23. Ethics / C. Virtue Theory / 1. Virtue Theory / d. Virtue theory critique
Greeks elevate virtues enormously, but never explain them [Descartes]
     Full Idea: The ancient pagans place virtues on a high plateau and make them appear the most valuable thing in the world, but they do not sufficiently instruct us about how to know them.
     From: René Descartes (A Discourse on Method [1637], §1.8)
26. Natural Theory / D. Laws of Nature / 7. Strictness of Laws
God has established laws throughout nature, and implanted ideas of them within us [Descartes]
     Full Idea: I have noticed certain laws that God has so established in nature, and of which he has implanted such notions in our souls, that …we cannot doubt that they are exactly observed in everything that exists or occurs in the world.

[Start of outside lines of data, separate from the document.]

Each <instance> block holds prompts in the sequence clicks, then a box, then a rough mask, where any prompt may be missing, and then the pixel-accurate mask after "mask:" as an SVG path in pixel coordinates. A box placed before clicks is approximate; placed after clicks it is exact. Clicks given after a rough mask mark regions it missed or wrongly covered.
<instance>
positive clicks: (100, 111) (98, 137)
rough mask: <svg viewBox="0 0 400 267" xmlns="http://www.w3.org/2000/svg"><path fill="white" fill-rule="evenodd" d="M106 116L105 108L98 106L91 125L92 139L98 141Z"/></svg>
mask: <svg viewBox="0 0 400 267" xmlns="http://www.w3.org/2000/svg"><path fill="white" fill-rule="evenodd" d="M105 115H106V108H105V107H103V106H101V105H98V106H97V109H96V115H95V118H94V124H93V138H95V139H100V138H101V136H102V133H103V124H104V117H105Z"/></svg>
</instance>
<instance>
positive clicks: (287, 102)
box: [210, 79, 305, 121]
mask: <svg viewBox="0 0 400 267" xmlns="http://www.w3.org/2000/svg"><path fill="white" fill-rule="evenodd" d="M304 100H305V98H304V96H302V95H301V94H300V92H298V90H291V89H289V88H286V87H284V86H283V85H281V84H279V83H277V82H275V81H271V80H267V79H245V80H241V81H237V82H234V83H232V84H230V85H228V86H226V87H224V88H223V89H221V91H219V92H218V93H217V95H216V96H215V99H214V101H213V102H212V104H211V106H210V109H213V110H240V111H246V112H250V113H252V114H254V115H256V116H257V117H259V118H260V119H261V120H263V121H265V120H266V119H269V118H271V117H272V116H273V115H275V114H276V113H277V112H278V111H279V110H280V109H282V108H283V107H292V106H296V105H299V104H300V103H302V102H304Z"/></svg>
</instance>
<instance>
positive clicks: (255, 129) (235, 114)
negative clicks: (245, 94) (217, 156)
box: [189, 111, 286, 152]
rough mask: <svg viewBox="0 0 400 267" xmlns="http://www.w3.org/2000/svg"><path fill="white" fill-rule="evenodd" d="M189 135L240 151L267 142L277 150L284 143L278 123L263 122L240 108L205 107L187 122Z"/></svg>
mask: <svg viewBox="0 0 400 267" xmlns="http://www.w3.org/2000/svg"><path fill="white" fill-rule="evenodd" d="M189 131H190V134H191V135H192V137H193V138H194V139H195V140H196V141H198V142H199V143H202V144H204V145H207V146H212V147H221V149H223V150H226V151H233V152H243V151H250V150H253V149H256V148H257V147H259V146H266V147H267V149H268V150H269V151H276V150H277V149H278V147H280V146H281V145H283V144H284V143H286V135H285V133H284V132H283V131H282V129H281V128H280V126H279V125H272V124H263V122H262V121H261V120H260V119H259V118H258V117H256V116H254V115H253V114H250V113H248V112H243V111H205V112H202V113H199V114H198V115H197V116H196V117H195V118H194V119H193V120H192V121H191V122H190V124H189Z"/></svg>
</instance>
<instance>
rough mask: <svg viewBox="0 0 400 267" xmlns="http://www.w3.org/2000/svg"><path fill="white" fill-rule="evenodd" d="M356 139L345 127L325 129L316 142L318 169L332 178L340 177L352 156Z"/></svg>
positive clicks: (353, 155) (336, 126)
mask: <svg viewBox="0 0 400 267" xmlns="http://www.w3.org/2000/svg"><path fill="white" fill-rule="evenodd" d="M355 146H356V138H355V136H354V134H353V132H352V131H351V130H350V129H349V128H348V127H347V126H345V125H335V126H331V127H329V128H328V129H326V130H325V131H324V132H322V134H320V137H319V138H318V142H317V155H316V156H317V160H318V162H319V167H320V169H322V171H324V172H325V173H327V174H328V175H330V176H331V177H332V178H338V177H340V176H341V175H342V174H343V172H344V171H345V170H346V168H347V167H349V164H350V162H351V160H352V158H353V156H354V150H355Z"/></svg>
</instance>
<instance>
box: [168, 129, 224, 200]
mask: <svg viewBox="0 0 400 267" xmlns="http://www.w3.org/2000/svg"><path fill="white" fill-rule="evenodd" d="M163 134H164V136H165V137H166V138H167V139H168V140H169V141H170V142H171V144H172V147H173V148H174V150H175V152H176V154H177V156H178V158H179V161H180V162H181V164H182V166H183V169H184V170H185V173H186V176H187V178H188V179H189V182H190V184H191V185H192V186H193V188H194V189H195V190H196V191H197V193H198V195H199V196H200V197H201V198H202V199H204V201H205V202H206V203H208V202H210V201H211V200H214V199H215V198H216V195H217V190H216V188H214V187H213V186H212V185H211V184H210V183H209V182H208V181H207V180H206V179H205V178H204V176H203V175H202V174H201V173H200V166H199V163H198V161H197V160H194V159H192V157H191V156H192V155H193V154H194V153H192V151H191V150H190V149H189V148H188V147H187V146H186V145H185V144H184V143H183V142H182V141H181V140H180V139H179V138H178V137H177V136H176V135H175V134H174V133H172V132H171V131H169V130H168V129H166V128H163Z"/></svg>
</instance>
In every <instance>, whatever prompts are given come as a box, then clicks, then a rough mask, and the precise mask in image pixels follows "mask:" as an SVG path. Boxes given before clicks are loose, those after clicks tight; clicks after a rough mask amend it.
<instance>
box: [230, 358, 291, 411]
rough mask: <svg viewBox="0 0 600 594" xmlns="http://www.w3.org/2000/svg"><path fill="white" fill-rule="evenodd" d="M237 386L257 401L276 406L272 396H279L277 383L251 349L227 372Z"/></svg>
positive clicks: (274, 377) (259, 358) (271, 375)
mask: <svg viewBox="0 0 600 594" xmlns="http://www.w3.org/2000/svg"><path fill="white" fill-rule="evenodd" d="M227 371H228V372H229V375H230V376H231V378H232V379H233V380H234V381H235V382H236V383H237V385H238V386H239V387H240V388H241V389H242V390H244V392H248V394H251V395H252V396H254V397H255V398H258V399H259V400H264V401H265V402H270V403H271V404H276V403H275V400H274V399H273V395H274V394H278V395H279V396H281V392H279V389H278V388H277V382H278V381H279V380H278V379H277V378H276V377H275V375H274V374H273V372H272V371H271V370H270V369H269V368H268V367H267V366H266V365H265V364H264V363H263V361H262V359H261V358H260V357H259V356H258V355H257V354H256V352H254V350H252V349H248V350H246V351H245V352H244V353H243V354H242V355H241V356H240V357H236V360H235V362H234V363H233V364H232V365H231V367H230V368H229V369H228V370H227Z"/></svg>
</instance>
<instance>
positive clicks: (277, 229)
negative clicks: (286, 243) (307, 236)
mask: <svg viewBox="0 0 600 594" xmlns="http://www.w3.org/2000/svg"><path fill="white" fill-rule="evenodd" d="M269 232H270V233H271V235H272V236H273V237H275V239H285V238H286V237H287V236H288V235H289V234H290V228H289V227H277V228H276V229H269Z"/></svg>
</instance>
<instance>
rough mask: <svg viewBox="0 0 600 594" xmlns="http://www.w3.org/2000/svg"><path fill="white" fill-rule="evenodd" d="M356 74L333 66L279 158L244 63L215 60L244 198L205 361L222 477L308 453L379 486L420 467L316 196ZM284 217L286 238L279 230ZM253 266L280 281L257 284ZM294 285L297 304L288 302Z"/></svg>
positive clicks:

     From: René Descartes (A Discourse on Method [1637], pt 5), quoted by Robert Pasnau - Metaphysical Themes 1274-1671 15.5
     A reaction: This is the view of laws which still seems to be with us (and needs extirpating) - that some outside agency imposes them on nature. I suspect that even Richard Feynman thought of laws like that, because he despised philosophy, and was thus naïve.
27. Natural Reality / D. Time / 1. Nature of Time / b. Relative time
Time may be defined as the possibility of mutually exclusive conditions of the same thing [Schopenhauer]
     Full Idea: Time may be defined as the possibility of mutually exclusive conditions of the same thing.
     From: Arthur Schopenhauer (Abstract of 'The Fourfold Root' [1813], Ch.IV)
     A reaction: An off-beat philosophical view of the question. Sounds more like a consequence of time than its essential nature.